Some day I think I’ll give up art altogether and just study botany, maybe just doing drawings to help me study the fine details that distinguish species and give them their personality. Being an amateur, I usually am satisfied to know only the genus of plants I pass. Some of the seemingly nondescript or boring plants of the desert are a particular challenge to one’s powers of observation. For example, I made myself learn the difference between the two Lycium or wolfberry bushes on Tumamoc. Unless I’m wrong, this is L. berlandieri on the left, and L. excertum on the right.

Of course, no single person can draw the whole picture of Tumamoc. It needs many hands and eyes over long periods of time. Each person will respond differently to a landscape and that becomes part of that picture. One impossible project would be to draw every saguaro in the Tumamoc saguaro survey, over 5000. You’d have to draw it from different angles, so the project would become infinite. Then each artist would have to do the same task because each would have their own style and viewpoint.

Each drawing, painting or photograph, or whatever, becomes a small piece in the infinite picture. although it will never be complete, each piece adds to the growing equity of cultural value to the place, like putting dollars into an investment account.

 

These are some examples of work done by visiting artists on site. Barbara Terkanian, left,? is working on a series of only saguaros. Meredith Milstead, stood in one spot for several hours making the pastel of teh saguaro fruit.

From the top of Tumamoc, one can see Baboquivari Peak, the center of the world and O’odham sacred mountain. Working forwards from the Hohokam inhabitants of the two prehistoric villages whose remains are visible on the summit, we connect to the contemporaneous? cultures in Mexico as well as the historic and modern O’odham.

As usual, I follow on anything that happens on Tumamoc to see if it leads to other parts of the web. Basically, prehistory is a mystery. No one knows for sure, but we can make guesses as to who these people were and what they were thinking. For sure they were thinking about water.

I’ve been studying the rock art on the summit within the old village site. The water symbol on the left is easy to understand, as are the dancing figures of humans and animals around it. Nearby the glyph on the right reminds me of the Aztec rain god images of Tlaloc.

 

At dawn last June 21, a few of us went up to watch the ancient solstice calendar stone perform. This is a time-lapse sequence of the event, which lasted about 10 minutes.

In prehistoric times from Mexico all the way to Central America, the calendars remained consistent in basic structure from one culture to another. The Hohokam are considered to be both related to and connected via trade routes to this broader Mesoamerican scene that spanned many centuries. These calendars were not just for keeping track of time–they were a sacred system containing the story of their cosmos and connecting to the gods, something like astrology, only much more complex. Calendar keeping was closely tied to timing of ceremonies, which marked different parts of the agricultural season, and the records were kept by an elite class of priests.
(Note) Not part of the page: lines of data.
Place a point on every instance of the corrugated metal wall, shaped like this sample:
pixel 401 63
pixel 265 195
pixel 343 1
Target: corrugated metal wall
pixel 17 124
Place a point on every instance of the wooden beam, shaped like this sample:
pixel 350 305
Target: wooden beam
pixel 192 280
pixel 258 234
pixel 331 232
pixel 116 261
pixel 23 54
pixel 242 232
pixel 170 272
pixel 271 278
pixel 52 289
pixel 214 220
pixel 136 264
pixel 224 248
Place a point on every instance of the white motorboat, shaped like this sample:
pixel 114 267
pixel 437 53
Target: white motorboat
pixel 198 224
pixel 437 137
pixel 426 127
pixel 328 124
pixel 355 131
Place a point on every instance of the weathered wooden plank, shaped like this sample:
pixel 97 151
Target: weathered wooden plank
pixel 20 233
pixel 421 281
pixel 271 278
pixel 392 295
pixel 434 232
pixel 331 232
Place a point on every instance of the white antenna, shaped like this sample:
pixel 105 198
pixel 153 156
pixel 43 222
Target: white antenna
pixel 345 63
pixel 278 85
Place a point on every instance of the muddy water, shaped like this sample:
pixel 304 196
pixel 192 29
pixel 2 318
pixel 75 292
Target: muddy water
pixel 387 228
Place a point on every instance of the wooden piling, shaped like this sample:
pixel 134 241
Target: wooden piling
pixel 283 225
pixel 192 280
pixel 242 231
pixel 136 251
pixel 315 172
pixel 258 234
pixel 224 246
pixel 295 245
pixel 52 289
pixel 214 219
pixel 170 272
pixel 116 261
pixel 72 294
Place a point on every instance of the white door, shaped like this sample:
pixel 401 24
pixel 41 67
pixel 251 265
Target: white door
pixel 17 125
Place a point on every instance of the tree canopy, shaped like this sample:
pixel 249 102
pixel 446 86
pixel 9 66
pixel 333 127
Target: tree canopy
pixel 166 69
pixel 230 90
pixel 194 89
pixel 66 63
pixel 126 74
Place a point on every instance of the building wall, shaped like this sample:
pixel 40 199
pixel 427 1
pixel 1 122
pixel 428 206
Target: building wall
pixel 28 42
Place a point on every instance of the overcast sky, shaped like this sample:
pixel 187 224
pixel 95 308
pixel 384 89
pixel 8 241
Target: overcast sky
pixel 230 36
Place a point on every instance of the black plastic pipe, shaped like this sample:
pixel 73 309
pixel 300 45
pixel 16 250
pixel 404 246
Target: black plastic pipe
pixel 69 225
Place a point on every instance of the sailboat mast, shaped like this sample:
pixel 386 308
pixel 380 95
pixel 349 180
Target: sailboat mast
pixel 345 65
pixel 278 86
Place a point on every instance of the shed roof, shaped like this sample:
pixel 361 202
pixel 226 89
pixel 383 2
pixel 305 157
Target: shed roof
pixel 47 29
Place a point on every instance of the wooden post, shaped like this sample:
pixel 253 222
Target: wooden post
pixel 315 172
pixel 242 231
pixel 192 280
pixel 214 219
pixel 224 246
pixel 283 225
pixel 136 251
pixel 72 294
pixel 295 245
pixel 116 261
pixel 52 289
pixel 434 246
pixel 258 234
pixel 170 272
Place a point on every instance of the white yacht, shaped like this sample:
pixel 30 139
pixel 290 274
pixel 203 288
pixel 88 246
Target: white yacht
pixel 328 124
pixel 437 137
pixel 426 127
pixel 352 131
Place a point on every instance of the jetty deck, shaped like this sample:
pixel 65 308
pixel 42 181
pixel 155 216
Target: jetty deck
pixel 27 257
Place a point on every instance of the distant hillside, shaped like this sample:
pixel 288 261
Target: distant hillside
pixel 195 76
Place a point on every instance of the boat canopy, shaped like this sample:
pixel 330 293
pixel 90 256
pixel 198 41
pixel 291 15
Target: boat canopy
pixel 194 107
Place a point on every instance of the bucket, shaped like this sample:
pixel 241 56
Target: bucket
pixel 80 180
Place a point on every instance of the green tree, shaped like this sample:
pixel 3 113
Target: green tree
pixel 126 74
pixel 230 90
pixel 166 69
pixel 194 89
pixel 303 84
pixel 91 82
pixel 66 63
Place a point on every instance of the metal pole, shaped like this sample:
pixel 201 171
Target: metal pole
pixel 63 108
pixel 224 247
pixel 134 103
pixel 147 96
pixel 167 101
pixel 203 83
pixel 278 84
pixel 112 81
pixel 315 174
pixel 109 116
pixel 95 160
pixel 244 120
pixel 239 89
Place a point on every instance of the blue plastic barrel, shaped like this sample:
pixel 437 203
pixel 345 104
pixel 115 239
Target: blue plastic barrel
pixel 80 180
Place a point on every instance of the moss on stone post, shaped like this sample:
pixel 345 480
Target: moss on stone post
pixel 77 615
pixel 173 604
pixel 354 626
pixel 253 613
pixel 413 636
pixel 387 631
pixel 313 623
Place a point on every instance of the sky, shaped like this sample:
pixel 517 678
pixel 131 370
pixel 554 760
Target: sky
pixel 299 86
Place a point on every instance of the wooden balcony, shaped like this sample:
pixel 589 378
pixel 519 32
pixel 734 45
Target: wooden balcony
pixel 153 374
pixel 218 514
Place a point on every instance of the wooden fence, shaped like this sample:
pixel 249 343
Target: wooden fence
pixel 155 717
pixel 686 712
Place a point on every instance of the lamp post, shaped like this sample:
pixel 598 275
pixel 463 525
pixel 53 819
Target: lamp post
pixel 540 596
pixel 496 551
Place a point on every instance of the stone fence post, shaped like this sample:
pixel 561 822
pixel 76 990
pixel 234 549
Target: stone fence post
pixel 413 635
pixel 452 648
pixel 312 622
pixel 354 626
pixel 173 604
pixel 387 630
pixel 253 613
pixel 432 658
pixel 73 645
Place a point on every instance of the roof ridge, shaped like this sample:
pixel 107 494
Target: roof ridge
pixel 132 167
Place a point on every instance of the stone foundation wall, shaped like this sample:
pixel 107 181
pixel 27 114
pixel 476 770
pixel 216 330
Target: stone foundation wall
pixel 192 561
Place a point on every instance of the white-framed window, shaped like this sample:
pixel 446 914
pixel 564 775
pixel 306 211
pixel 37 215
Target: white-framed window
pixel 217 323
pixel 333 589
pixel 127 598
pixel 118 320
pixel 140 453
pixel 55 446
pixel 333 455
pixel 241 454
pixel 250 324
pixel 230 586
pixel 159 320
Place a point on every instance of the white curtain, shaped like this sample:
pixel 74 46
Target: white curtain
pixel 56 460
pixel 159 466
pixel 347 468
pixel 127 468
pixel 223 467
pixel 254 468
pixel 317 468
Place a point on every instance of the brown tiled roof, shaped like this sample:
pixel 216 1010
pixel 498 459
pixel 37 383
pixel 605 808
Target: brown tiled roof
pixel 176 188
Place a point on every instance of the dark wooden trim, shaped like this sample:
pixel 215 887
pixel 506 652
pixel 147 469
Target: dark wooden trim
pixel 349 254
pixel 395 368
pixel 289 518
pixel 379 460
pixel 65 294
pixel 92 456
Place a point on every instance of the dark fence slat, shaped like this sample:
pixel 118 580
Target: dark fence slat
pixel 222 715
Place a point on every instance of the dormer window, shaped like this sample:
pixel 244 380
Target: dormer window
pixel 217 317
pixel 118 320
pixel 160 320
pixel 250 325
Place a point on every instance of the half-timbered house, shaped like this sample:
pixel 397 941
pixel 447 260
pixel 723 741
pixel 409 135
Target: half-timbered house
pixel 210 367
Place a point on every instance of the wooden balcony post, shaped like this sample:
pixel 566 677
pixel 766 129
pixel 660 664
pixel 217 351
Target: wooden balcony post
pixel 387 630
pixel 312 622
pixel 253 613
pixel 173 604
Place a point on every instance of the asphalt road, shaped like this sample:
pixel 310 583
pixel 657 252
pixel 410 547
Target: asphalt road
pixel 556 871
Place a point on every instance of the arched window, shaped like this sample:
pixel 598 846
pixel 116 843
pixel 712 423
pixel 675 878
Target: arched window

The ancient Aztec and Mayan calendars contained cycles for the moon and sun as well as the longer cycles of Venus as it alternates between morning and evening star, and the cycles of the star cluster, the Pleiades. It could predict the solstices and eclipses. All its interlocking cycles met in sync every 52 and 104 years.

 

Another interesting connection to the unknown people living on top of the Hill are these dancers holding hands. This glyph faces a wide prehistoric trail that went straight up the Hill from a village site that once existed where the St. Mary’s hospital parking lot is now. We know that the ancient Mexican people were very fond of religious processions.

Emil Haury, an eminent Archeologist of the Hohokam, once speculated that trincheras hilltops like Tumamoc look a lot like eroded pyramids today. Maybe they looked that way to ancient people as well. Natural hills might have served the same ceremonial purposes in the north as a built temple-pyramid in southern Mexico. Interestingly, the Aztec, or Nahuatl, word for pyramid means “man-made mountain.”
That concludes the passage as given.